Farnsworth, had aspired to be an inventor since the age of six, writes Evan I. Schwartz for the MIT Technology Review. By the end of his life, he would hold more than 300 patents related to television and other matters. On August 26, 1930, he received a patent for the first totally electronic television system, about a decade after first having the idea that underlaid his invention.
Farnsworth wasn’t the first person to dream up television–but, importantly, he was the first person to find a way to make it work without a mechanical aspect. The biggest problem that inventors faced was how to transmit image data. Farnsworth’s central innovation was to imagine a way of doing it that relied on electronic technology alone, and so wasn’t slowed down by the abilities of a mechanical image-transmitting system like the ones used by earlier television developers. Schwartz, who went on to write a book about Farnsworth, explains how it happened:
According to surviving relatives, Farnsworth dreamed up his own idea for electronic-rather than mechanical-television while driving a horse-drawn harrow at the family’s new farm in Idaho. As he plowed a potato field in straight, parallel lines, he saw television in the furrows. He envisioned a system that would break an image into horizontal lines and reassemble those lines into a picture at the other end. Only electrons could capture, transmit and reproduce a clear moving figure. This eureka experience happened at the age of 14.

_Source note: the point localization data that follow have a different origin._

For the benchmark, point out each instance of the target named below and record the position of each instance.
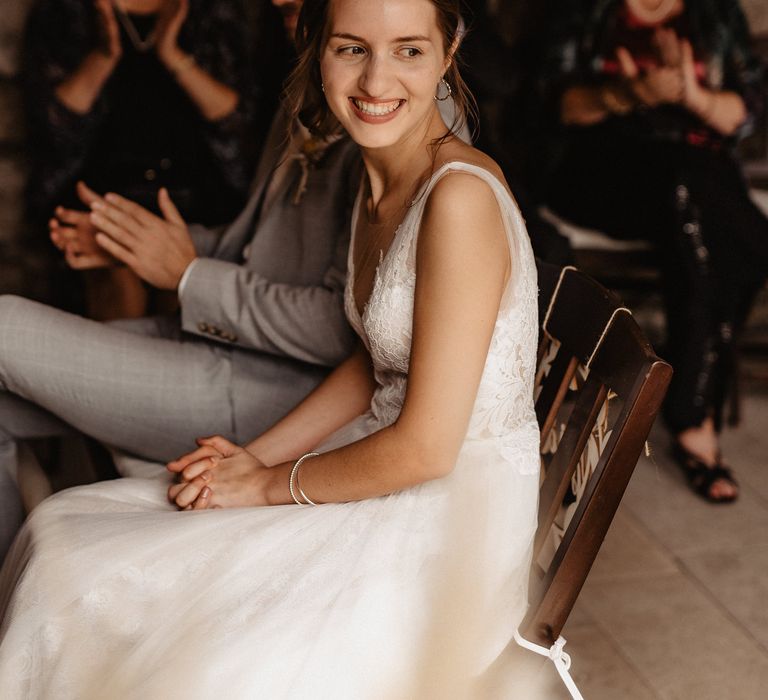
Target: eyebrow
(402, 39)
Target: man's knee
(11, 511)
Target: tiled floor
(676, 606)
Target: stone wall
(17, 269)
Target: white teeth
(377, 110)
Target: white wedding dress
(110, 593)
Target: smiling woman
(351, 551)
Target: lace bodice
(503, 410)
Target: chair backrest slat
(562, 466)
(609, 415)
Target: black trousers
(692, 203)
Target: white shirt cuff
(185, 277)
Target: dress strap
(514, 224)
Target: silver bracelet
(295, 476)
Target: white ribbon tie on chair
(560, 659)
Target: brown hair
(303, 91)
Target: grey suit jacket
(286, 297)
(271, 287)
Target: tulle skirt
(109, 592)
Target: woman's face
(381, 67)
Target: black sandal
(701, 476)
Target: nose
(375, 78)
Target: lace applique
(503, 412)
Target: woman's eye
(351, 50)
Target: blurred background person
(131, 96)
(650, 97)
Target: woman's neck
(402, 165)
(140, 7)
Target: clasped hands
(117, 230)
(672, 81)
(218, 474)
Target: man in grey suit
(261, 319)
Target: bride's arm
(345, 394)
(462, 269)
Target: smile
(375, 111)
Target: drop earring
(448, 91)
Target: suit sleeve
(227, 302)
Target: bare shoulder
(463, 194)
(462, 209)
(465, 189)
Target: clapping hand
(658, 84)
(158, 250)
(73, 233)
(219, 474)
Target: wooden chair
(599, 386)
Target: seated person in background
(651, 96)
(261, 319)
(131, 96)
(501, 35)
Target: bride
(376, 542)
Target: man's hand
(74, 235)
(157, 250)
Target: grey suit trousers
(142, 386)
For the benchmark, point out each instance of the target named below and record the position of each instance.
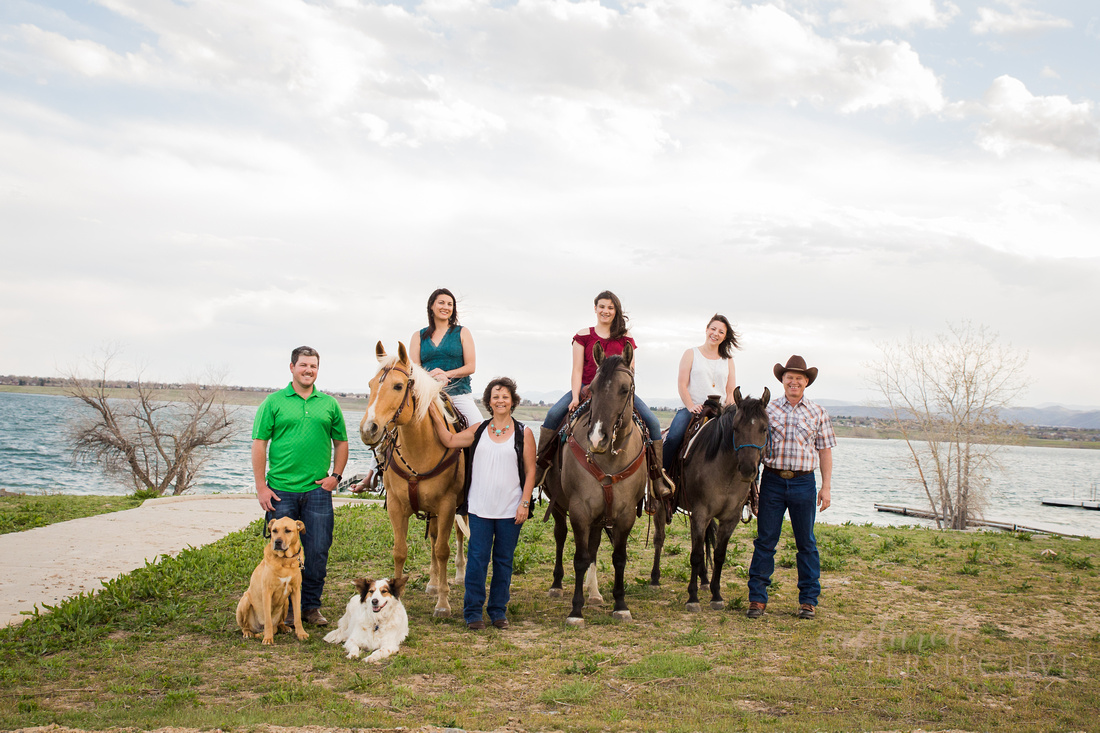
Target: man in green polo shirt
(294, 438)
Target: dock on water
(928, 514)
(1078, 503)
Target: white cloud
(867, 14)
(1020, 20)
(1018, 118)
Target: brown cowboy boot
(659, 480)
(547, 437)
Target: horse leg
(399, 522)
(591, 581)
(619, 538)
(581, 562)
(432, 588)
(560, 533)
(725, 531)
(440, 556)
(461, 532)
(659, 521)
(699, 527)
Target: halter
(629, 409)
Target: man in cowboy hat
(801, 439)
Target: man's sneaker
(314, 616)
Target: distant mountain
(1051, 416)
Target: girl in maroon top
(611, 331)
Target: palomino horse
(421, 477)
(598, 479)
(722, 463)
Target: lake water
(34, 458)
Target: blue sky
(211, 184)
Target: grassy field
(25, 511)
(916, 628)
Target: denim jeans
(675, 436)
(314, 509)
(496, 538)
(557, 414)
(799, 498)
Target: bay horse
(597, 480)
(422, 478)
(722, 462)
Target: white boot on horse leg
(592, 587)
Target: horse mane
(723, 431)
(426, 390)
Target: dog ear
(397, 586)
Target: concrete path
(47, 565)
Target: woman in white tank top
(499, 500)
(705, 370)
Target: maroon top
(612, 347)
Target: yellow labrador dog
(275, 582)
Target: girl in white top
(705, 370)
(499, 500)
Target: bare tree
(160, 445)
(946, 396)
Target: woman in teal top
(446, 350)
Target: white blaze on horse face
(596, 435)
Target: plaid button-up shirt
(798, 433)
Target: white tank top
(494, 481)
(707, 376)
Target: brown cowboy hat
(795, 363)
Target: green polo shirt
(300, 435)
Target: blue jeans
(799, 498)
(557, 414)
(496, 538)
(314, 509)
(675, 436)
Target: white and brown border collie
(374, 620)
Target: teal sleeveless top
(447, 356)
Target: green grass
(29, 511)
(902, 641)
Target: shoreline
(527, 413)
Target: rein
(754, 498)
(391, 450)
(607, 481)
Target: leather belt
(784, 473)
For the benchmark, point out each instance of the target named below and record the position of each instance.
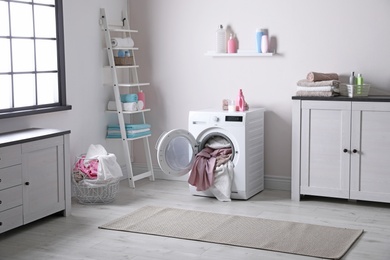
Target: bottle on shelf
(221, 40)
(141, 100)
(359, 79)
(264, 43)
(240, 102)
(232, 44)
(259, 34)
(352, 79)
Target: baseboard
(270, 182)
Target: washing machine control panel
(233, 119)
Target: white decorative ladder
(124, 116)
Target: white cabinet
(34, 176)
(341, 149)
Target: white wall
(324, 36)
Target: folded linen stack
(132, 130)
(319, 85)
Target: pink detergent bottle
(240, 102)
(141, 100)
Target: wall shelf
(240, 53)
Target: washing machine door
(176, 151)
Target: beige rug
(252, 232)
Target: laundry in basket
(97, 166)
(96, 176)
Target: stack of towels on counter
(132, 130)
(319, 85)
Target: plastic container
(240, 102)
(259, 34)
(141, 100)
(232, 44)
(264, 43)
(221, 40)
(352, 79)
(359, 79)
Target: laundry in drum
(126, 98)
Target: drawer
(11, 218)
(10, 176)
(10, 155)
(10, 198)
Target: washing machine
(177, 149)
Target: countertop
(28, 135)
(373, 98)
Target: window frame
(61, 105)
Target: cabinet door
(325, 148)
(370, 164)
(43, 178)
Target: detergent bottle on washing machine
(240, 102)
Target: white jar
(221, 40)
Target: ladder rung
(142, 175)
(130, 139)
(133, 85)
(125, 48)
(112, 29)
(124, 66)
(135, 112)
(129, 112)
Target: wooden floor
(78, 236)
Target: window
(32, 66)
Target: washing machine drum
(176, 151)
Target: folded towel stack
(319, 84)
(132, 130)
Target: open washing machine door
(176, 151)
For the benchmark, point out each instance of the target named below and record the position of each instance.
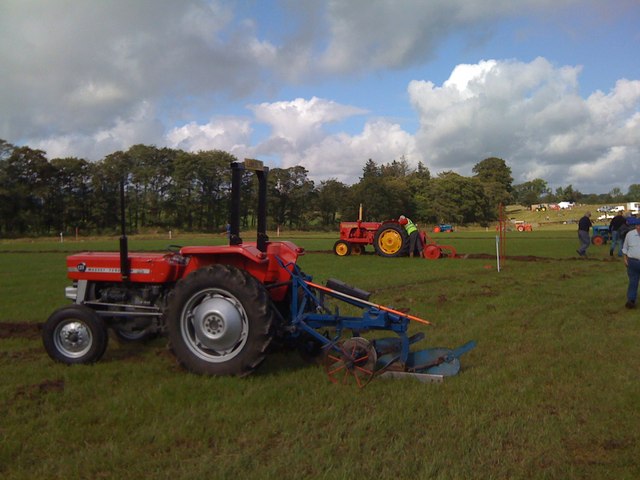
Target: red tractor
(222, 306)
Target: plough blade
(429, 365)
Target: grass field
(551, 391)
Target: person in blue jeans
(631, 252)
(584, 225)
(614, 229)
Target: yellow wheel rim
(390, 242)
(342, 249)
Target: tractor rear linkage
(357, 359)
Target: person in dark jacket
(614, 229)
(584, 225)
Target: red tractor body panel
(359, 232)
(105, 267)
(171, 267)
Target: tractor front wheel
(219, 321)
(75, 334)
(342, 248)
(391, 240)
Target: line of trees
(172, 189)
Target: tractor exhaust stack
(125, 269)
(237, 169)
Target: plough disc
(351, 361)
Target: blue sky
(552, 87)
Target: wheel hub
(73, 338)
(218, 323)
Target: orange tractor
(389, 239)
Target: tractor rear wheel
(391, 240)
(219, 321)
(357, 249)
(75, 335)
(342, 248)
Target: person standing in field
(414, 235)
(614, 230)
(631, 253)
(584, 226)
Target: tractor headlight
(71, 293)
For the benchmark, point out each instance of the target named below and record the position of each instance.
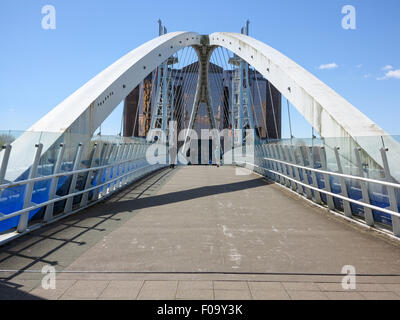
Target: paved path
(201, 232)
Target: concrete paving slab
(122, 290)
(85, 289)
(158, 290)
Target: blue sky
(40, 68)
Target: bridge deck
(201, 232)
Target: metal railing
(287, 165)
(109, 168)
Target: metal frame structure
(327, 112)
(82, 113)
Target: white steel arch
(331, 115)
(82, 113)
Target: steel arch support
(81, 113)
(335, 119)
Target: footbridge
(200, 197)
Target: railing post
(121, 168)
(107, 171)
(130, 164)
(317, 195)
(48, 215)
(392, 194)
(280, 165)
(132, 168)
(4, 164)
(296, 171)
(291, 168)
(23, 220)
(72, 186)
(305, 176)
(102, 162)
(343, 186)
(125, 164)
(116, 167)
(369, 218)
(329, 198)
(88, 180)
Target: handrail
(43, 204)
(385, 183)
(364, 204)
(62, 174)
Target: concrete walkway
(201, 232)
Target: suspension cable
(273, 109)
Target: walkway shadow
(40, 247)
(33, 251)
(180, 196)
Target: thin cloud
(328, 66)
(387, 67)
(391, 74)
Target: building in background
(265, 100)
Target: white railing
(286, 165)
(127, 162)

There were many things between this vision and Farnsworth’s television patent. He and his wife, Elma Gardner Farnsworth, moved from Utah to California to be closer to the motion-picture community and keep working on their innovation. In 1927, Philo and Elma watched as he made the first transmission: a horizontal line, transmitted to a receiver in the next room, wrote The New York Times in Elma Farnsworth’s 2006 obituary. Two years later, Farnsworth transmitted an image of Elma and her brother, making her the first woman on TV.
Brilliant, young and backed by “wildcat investors,” Schwartz writes, Farnsworth presaged the tech innovators of Silicon Valley. “On September 3, 1928, a photograph of him appeared in the San Francisco Chronicle alongside bold type hailing the ‘young genius’ who was ‘quietly working away in his San Francisco laboratory’ on his ‘revolutionary light machine,’” Schwartz wrote for Wired. “Just 22 years old, he had recently grown a mustache to mask his youth.”
The parallel to modern-day Silicon Valley extended to Farnsworth's ownership of his work. Explaining his invention to the Times in 1930, Farnsworth said it would work with existing broadcast technology, which was central to its appeal and also made TV commercially viable. But that also got the attention of RCA, which had a near-monopoly on radio broadcast technology and which sued him for patent infringement. Schwartz writes that the David and Goliath battle had similar parallels to the modern-day case between Microsoft and Netscape (although that story ends with a large settlement from Microsoft).
Also like the tech innovators of Silicon Valley, Farnsworth thought his invention had utopian prospects. “If we were able to see people in other countries and learn about our differences, why would there be any misunderstandings?” he asked. “War would be a thing of the past.”